Shere certainly has a gentle buzz about it, and how many villages can you say that about these days? Many of its size would struggle to support even one pub, but Shere has two – the White Horse and the William Bray – both of which are open before noon.
“There’s loads going on, it’s a proper village,” said Goddard. “We have a cinema club twice a month in the village hall, Pilates, yoga, stream bathing in winter. All kinds of wacky stuff. If you want a busy village, this is the place to be.”
However, in that very English way there is discontent about parking; a sense that, while tourists are welcome, their cars aren’t.
“That’s where the issue lies,” said Goddard. “Some people who don’t have parking are getting quite irate. There’s a lot of inconsiderate parking going on, too. I’ve had tourists park on my drive.”
It’s not just tourists, though. One local man, a long-time resident who wished to remain nameless, pointed a finger at recent “incomers”, outsiders who bought into the chocolate-box dream and brought their his-and-hers Range Rovers along for the ride. Most of which, of course, have never seen mud. Not here, in Surrey.
SUVs notwithstanding, Shere was making me come over all nostalgic. Something about the babbling brook, the cosy tearooms, the Christmas lights, the jolly locals. It’s been featured in countless films, of course, mostly the schmaltzy ones, like Bridget Jones’s Diary and Four Weddings and a Funeral.
Film crews love it here for the same reason everyone else does – because it’s close to London but a world away. You can live out the rural dream and still commute to the city (as another of The Holiday’s protagonists – Kate Winslet’s Iris, a columnist for The Telegraph – does).
Before heading back to the city myself, I had a cuppa in Hilly’s Teashop, where the tea is served loose leaf, in bone china and with an hourglass timer so you know when it’s steeped. A proper brew.

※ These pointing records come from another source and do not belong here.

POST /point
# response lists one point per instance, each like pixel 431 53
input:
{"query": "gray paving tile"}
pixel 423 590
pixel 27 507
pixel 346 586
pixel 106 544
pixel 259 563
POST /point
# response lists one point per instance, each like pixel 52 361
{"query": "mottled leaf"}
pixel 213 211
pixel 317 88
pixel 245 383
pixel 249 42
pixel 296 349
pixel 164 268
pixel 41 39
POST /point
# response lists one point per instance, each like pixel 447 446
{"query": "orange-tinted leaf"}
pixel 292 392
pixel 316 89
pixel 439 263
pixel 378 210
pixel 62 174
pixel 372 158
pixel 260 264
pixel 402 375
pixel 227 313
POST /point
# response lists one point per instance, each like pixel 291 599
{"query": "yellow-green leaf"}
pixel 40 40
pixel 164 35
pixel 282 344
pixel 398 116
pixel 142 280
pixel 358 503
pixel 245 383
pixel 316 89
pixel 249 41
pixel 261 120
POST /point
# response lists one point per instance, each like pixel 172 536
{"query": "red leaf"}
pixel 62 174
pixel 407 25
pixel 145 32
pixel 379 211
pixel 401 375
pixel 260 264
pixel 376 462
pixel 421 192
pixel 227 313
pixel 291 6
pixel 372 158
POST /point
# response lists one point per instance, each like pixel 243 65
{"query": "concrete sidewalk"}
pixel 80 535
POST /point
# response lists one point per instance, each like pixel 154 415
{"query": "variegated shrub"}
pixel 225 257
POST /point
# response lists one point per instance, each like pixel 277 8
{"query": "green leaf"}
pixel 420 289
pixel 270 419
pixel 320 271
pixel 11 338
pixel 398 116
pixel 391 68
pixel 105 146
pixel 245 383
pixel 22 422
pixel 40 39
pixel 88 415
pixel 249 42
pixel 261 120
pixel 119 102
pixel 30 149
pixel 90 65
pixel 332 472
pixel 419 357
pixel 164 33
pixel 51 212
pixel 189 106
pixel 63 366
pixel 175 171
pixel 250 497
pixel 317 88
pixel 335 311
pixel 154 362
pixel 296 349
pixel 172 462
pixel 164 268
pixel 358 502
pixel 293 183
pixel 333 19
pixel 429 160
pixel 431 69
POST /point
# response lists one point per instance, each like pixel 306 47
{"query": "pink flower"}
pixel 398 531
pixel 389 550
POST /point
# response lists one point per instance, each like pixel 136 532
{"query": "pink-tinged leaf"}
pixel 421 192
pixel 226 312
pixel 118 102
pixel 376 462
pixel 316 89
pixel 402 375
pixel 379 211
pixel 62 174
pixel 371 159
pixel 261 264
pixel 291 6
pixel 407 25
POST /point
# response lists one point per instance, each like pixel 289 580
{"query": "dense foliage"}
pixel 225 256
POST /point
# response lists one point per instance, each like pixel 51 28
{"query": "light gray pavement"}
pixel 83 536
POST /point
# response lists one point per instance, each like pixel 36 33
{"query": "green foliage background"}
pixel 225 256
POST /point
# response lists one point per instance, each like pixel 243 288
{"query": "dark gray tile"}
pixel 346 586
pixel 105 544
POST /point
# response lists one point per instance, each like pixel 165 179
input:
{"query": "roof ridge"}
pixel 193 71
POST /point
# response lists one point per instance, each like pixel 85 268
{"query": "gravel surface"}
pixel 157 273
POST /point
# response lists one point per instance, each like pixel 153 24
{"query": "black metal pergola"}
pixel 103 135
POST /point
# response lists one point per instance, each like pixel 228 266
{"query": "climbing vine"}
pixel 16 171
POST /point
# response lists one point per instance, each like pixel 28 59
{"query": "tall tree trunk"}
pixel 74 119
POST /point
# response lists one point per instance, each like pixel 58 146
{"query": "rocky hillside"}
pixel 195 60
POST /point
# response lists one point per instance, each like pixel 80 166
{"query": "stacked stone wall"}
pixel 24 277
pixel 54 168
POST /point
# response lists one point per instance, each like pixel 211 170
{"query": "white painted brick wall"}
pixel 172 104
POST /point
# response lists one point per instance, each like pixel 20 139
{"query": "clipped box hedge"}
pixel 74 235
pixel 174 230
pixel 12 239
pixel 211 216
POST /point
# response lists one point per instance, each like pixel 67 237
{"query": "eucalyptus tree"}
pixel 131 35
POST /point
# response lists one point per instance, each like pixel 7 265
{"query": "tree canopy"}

Like Shere itself, there was something quietly grounding about the ritual of taking tea this way. A sense of occasion. Of tradition. Not for the first time that day, I found myself leaning into the cliché of it all, giving in to old English nostalgia. Well, it is nearly Christmas after all.
How to get there
Curry favour with the locals by taking the train to neighbouring Gomshall and walking to Shere, which takes about 15 minutes.
Where to stay
Rookery Nook B&B (07946756344) is housed in a low-beamed 15th-century property opposite St James’s Church, where they filmed some of Bridget Jones’s Diary: Edge of Reason. Doubles from £160, including breakfast.
Where to eat
What to do
Shere sits in a fold in the Surrey Hills and is a good base for hiking and biking. The hyper-local Shere Museum chronicles the area’s history. The high street has a handful of indie shops and tearooms, including Hilly’s.